Avoiding the “Gross Rent Bet”

Richard Spore

Richard R. Spore III

The choice between the two models is ultimately about how to allocate certain economic risks between the landlord and tenants. With the gross rent model, the landlord bears all the risk that actual operating expenses may exceed projected amounts. Of course, the tenant conversely bears all the risk that operating expenses may be less than anticipated, resulting in a higher than expected net operating income for the landlord. In other words, with the gross rent model, landlords and tenants make a bet on levels of future building operating expenses.

The longer the potential lease term, the greater the difficulty in projecting property operating expenses accurately over the life of the lease. Macroeconomic factors, such as inflation, as well as property-specific concerns, can be hard to predict over longer periods. Therefore, as the term of the lease increases, so does the risk under the gross rent model. That risk can be reduced or eliminated with the triple net model, under which all operating expenses are shifted to the tenants — although those expenses are sometimes subject to negotiated limitations.

Repair Expense Risks Under Triple Net Leases

Of course, triple net leases present their own kinds of risk to both parties. For example, a triple net lease under which the landlord performs all building maintenance and repair work at the expense of tenants represents a kind of cost-plus contract. Accordingly, tenants bear the risk that landlords will not work as hard as they should to control the building’s operating expenses because those are passed through to the tenants.

Landlords will counter that argument by pointing out that they have market incentives to minimize building costs, because a building that is expensive to operate is less attractive to potential tenants under triple net leases. However, those market incentives may not provide sufficient comfort to tenants that their landlord will be adequately incentivized to control costs over the entire term of the lease.
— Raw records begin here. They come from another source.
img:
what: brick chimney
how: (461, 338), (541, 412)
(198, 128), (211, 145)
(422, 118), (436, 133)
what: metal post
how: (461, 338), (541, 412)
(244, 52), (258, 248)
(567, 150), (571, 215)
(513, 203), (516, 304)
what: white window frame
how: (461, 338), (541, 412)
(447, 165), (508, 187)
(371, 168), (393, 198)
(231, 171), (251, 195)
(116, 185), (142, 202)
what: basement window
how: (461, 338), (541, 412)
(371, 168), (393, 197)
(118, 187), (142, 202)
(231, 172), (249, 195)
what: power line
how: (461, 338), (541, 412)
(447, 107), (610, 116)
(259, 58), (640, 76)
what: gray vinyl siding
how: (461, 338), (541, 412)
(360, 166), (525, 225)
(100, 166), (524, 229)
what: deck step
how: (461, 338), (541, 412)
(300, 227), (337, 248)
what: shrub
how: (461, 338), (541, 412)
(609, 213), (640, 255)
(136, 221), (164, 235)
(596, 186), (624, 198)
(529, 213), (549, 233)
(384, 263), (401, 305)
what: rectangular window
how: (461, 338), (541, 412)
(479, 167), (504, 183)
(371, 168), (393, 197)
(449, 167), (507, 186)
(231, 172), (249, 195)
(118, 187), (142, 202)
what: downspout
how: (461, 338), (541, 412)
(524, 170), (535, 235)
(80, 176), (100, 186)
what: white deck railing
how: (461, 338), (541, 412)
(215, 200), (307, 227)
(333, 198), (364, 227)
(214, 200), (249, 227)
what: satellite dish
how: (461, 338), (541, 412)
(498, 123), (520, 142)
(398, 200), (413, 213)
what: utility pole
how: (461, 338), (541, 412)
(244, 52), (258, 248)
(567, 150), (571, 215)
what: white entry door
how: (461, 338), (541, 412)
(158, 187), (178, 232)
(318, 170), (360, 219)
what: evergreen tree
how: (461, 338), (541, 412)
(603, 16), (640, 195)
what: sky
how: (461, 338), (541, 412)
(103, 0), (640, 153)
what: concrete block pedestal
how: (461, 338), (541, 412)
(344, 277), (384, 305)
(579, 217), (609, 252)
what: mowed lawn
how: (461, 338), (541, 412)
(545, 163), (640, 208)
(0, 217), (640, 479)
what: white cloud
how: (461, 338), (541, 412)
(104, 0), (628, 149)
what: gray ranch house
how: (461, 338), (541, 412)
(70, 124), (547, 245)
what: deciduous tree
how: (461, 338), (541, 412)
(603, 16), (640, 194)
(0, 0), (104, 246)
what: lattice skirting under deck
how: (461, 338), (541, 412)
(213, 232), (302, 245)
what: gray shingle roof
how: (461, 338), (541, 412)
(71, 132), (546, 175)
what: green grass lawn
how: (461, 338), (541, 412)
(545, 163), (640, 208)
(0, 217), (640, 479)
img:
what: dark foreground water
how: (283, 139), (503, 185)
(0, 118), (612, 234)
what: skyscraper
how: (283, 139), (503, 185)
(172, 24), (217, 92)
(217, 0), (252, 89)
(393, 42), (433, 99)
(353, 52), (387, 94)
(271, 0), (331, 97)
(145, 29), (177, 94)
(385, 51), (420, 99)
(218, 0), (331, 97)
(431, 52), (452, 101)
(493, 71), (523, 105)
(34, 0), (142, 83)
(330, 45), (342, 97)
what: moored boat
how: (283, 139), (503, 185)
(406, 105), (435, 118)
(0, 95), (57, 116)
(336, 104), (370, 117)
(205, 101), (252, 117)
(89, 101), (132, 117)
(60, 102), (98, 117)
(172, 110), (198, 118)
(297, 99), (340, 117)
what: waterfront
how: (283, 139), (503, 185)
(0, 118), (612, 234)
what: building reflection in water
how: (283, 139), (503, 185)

Tenants may therefore seek to hedge this risk further by requesting caps or limits on operating expense pass-throughs, particularly for operating expenses that can be controlled (i.e., expenses other than taxes, utilities and, sometimes, insurance).

Single Versus Multitenant Considerations

With multitenant buildings, the landlord typically performs building maintenance and repairs and collects a pass-through common area maintenance charge from the tenants, because it is impractical to have multiple tenants directly performing building repairs.

In contrast, with a single tenant building, a triple net lease may make the tenant responsible for directly performing building repairs and maintenance because the lone tenant uses 100 percent of the property. However, that situation presents another risk to landlords. Tenants who are directly responsible for building repairs may fail to perform necessary maintenance to reduce their occupancy costs, a choice that results in deferred maintenance problems at the end of their lease. In other words, tenants may try to reduce their effective rent by cutting corners on their maintenance and repair obligations. That effective rent reduction manifests itself in the form of reduced asset value for the landlord.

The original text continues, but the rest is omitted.